“Quante persone, forse è capitato anche noi, si sentono da buttare, sbagliate“. Lo ha esclamato il papa, durante l’Angelus di ieri in piazza San Pietro.
Papa Leone XIV all’Angelus di ieri
“È come se la loro luce sia stata nascosta“, ha spiegato: “Gesù, però, ci annuncia un Dio che mai ci getterà via, un Padre che custodisce il nostro nome, la nostra unicità. Ogni ferita, anche profonda, guarirà accogliendo la parola delle Beatitudini e rimettendoci a camminare sulla via del Vangelo”.
“Lasciamoci illuminare dalla comunione con Gesù”
“Sono gesti di apertura agli altri e di attenzione, quelli che riaccendono la gioia”, ha osservato Leone XIV: “Certo, nella loro semplicità ci pongono controcorrente. Gesù stesso fu tentato, nel deserto, da altre strade: far valere la sua identità, esibirla, avere il mondo ai propri piedi. Respinse, però, le vie in cui si sarebbe perso il suo vero sapore, quello che ritroviamo ogni domenica nel Pane spezzato: la vita donata, l’amore che non fa rumore”.
“Lasciamoci alimentare e lasciamoci illuminare dalla comunione con Gesù. Senza alcuna esibizione saremo allora come una città sul monte, non solo visibile, ma anche invitante e accogliente“, l’invito finale: “La città di Dio in cui tutti, in fondo, desiderano abitare e trovare pace“.
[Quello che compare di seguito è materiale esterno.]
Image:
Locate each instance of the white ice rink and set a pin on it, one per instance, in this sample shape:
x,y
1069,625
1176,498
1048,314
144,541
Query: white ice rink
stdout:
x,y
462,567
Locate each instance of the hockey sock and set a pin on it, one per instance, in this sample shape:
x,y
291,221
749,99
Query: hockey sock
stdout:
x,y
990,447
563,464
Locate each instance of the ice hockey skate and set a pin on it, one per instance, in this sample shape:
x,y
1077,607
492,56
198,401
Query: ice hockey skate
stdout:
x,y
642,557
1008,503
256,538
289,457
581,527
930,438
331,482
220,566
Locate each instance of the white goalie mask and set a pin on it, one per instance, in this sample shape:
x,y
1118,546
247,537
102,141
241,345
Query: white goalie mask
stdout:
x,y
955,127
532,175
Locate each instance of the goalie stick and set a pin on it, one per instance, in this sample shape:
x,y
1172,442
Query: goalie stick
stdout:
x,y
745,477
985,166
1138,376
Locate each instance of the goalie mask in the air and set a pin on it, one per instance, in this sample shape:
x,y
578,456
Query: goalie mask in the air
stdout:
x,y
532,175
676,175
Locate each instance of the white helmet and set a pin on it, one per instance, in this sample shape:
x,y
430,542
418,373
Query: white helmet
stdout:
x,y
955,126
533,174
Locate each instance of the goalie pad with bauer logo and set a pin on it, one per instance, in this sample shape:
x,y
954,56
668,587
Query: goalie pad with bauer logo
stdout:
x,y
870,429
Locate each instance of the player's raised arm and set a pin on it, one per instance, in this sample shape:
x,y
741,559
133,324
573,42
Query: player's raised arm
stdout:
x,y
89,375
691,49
“Le strategie di potenza economica e militare non danno futuro all’umanità”
“Continuiamo a pregare per la pace. Le strategie di potenza economica e militare – ce lo insegna la storia – non danno futuro all’umanità. Il futuro sta nel rispetto e nella fratellanza tra i popoli”. Al termine dell’Angelus di ieri, nella Giornata mondiale della tratta, il Papa ha ringraziato “le religiose e tutti coloro che si impegnano per contrastare ed eliminare le attuali forme di schiavitù”. “Con dolore e preoccupazione ho appreso dei recenti attacchi contro varie comunità in Nigeria, che hanno causato gravi perdite di vite umane”, ha detto inoltre Leone XIV, esprimendo la sua vicinanza “a tutte le vittime della violenza e del terrorismo” e auspicando che le autorità competenti “continuino ad adoperarsi con determinazione per garantire la sicurezza e la tutela della vita di ogni cittadino”.
“Assicuro la mia preghiera per le popolazioni del Portogallo, del Marocco, della Spagna – in particolare di Grazalema in Andalusia – e dell’Italia meridionale – specialmente di Niscemi in Sicilia –, colpite da inondazioni e frane”, ha concluso il Pontefice: “Incoraggio le comunità a rimanere unite e solidali”.